İkinci yüzümüzde sakladığımız tahammülsüzlük içimizi karartıyor.


İkiyüzlüyüz ve hiçbirini gizleyemiyoruz. Gizlemeye çalıştığımız yüzümüzün kirleri ve kinleri yüzümüzden okunuyor, farkında değiliz. Üstelik kimsenin de farkında olmadığını zannediyoruz. Oysa yüzümüzden eksilen içtenlik, dilimizden eksilen yumuşaklık ve gözümüzden eksilen sevgi bizi ele veriyor. Eksilenlerin yerine koyduğumuz yapmacıklık sırıtıyor.

 İkinci yüzümüzde sakladığımız tahammülsüzlük içimizi karartıyor. İçi kara olanın sözü yaralıyor çevresini. İçimizde sakladığımız ikinci yüzümüzün çirkinlikleri olmadık bir zamanda, bir tek sözle ortaya dökülüveriyor ve apaçık ediyor bizi. Daha doğrusu, biz hala saklamaya çalıştığımızı sanıyoruz ama saklamaya gücümüz yetmiyor.

İkinci yüzümüz ortaya çıktıktan sonra sözlerimiz anlamını kaybediyor, şifremiz çözülüyor; artık ne yapsak nafile, kendimizi ele veriyoruz. O andan itibaren bir mahcubiyet maskesiyle gizlemeye çalışıyoruz yüzümüzden okunan, sözümüzden sezilen çirkinlikleri. Mahcubiyetimiz eksilen muhabbetimizi telafiye kafi gelmiyor.

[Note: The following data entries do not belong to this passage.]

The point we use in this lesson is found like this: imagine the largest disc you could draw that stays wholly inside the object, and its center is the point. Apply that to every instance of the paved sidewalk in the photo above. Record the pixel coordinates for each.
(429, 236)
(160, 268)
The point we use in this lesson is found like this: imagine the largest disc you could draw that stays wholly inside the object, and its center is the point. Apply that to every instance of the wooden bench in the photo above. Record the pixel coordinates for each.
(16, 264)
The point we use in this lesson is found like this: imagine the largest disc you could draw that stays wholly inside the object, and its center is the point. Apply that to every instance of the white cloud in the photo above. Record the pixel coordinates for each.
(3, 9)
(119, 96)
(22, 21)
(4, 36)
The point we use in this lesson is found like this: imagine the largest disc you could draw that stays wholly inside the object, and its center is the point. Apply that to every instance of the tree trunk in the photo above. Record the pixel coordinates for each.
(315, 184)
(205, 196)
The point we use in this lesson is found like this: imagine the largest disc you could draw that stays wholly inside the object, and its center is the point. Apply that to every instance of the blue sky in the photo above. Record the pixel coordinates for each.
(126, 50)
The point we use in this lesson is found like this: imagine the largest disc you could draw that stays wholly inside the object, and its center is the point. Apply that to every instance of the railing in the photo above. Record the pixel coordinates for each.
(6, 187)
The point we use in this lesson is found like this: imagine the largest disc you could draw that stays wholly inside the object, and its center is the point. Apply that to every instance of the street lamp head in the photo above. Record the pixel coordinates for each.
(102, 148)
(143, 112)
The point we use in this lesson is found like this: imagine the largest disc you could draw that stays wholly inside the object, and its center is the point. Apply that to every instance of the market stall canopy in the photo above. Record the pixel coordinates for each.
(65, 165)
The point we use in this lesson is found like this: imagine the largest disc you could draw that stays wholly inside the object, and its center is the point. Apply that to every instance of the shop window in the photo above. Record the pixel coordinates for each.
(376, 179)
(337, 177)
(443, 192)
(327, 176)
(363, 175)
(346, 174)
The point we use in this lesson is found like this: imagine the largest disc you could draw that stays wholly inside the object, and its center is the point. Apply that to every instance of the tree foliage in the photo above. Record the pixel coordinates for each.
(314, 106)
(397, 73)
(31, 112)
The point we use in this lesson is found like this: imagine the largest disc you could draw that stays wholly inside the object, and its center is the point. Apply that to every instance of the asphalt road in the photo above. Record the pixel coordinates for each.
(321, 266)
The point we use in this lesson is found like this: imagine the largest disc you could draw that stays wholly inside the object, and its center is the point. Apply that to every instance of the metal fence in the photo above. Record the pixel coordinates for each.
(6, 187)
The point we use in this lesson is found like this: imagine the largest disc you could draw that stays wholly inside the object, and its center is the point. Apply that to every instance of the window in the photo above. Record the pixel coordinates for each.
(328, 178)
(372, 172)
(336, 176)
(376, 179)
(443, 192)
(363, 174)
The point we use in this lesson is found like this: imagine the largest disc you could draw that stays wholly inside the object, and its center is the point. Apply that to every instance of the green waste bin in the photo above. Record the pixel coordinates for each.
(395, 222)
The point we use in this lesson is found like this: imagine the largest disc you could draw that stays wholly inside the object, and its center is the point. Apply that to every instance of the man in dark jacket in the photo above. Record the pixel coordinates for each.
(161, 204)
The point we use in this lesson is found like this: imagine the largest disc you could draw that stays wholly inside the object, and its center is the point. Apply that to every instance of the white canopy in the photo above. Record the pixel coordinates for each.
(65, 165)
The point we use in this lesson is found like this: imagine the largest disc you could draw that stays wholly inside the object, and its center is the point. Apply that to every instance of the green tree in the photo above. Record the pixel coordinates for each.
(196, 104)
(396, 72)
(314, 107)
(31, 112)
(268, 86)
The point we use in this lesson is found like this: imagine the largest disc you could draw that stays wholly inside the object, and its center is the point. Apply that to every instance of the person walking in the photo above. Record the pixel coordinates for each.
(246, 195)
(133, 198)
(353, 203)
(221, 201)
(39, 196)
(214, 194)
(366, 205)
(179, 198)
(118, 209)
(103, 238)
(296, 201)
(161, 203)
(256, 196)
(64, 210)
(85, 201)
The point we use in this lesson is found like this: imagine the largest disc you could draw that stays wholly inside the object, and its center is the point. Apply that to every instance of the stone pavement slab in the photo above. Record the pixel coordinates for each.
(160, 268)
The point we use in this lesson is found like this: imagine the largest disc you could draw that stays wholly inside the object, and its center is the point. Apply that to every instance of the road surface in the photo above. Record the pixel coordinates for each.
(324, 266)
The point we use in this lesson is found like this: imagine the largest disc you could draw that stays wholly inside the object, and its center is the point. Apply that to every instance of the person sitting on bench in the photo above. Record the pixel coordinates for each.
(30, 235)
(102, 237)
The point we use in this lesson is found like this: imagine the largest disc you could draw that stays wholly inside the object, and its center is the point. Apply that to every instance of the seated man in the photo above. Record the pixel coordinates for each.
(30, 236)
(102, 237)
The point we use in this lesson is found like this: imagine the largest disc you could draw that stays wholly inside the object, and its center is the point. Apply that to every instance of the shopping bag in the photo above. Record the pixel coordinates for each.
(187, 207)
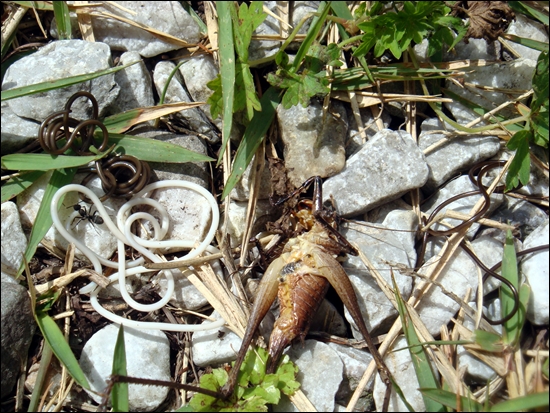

İkinci yüzümüzün keşfedildiğini fark ettiğimizde, bizi dost bilenler dost olmadığımızı anladığında ve sözümüze kıymet verenler sözlerimize kulak tıkamaya başladığında bize her daim açık gönül kapıları birer birer kapanır. Kimse, yarısını gizleyerek kapısına gelene itibar etmez, yarısını gizleyen yarimiz olsa artık fark etmez.

Ve aslında zordur ikiyüzlü olmak. İçimizde kinler biriktirirken sürekli gülmeye çalışmak, koşulsuz ve apaçık sevmeyi beceremezken sevgi sözleri sarf etmeye çalışmak olabildiğince ağırdır. Bu ağırlık içine çökmüşken ve içini kemirirken kinler ve öfkeler akşamdan sabaha uyunan deliksiz uykular terk eder insanı. İçimiz kinler ve öfkelerle kinlenmişken bir gönülde yer etmek, gönlümüzü güzel şeylere koşulsuz açmak imkansızdır.

İkiyüzlüyüz ve iki yüzümüz de kirli. İkiyüzlüyüz ve bu yüzden yüzsüzüz.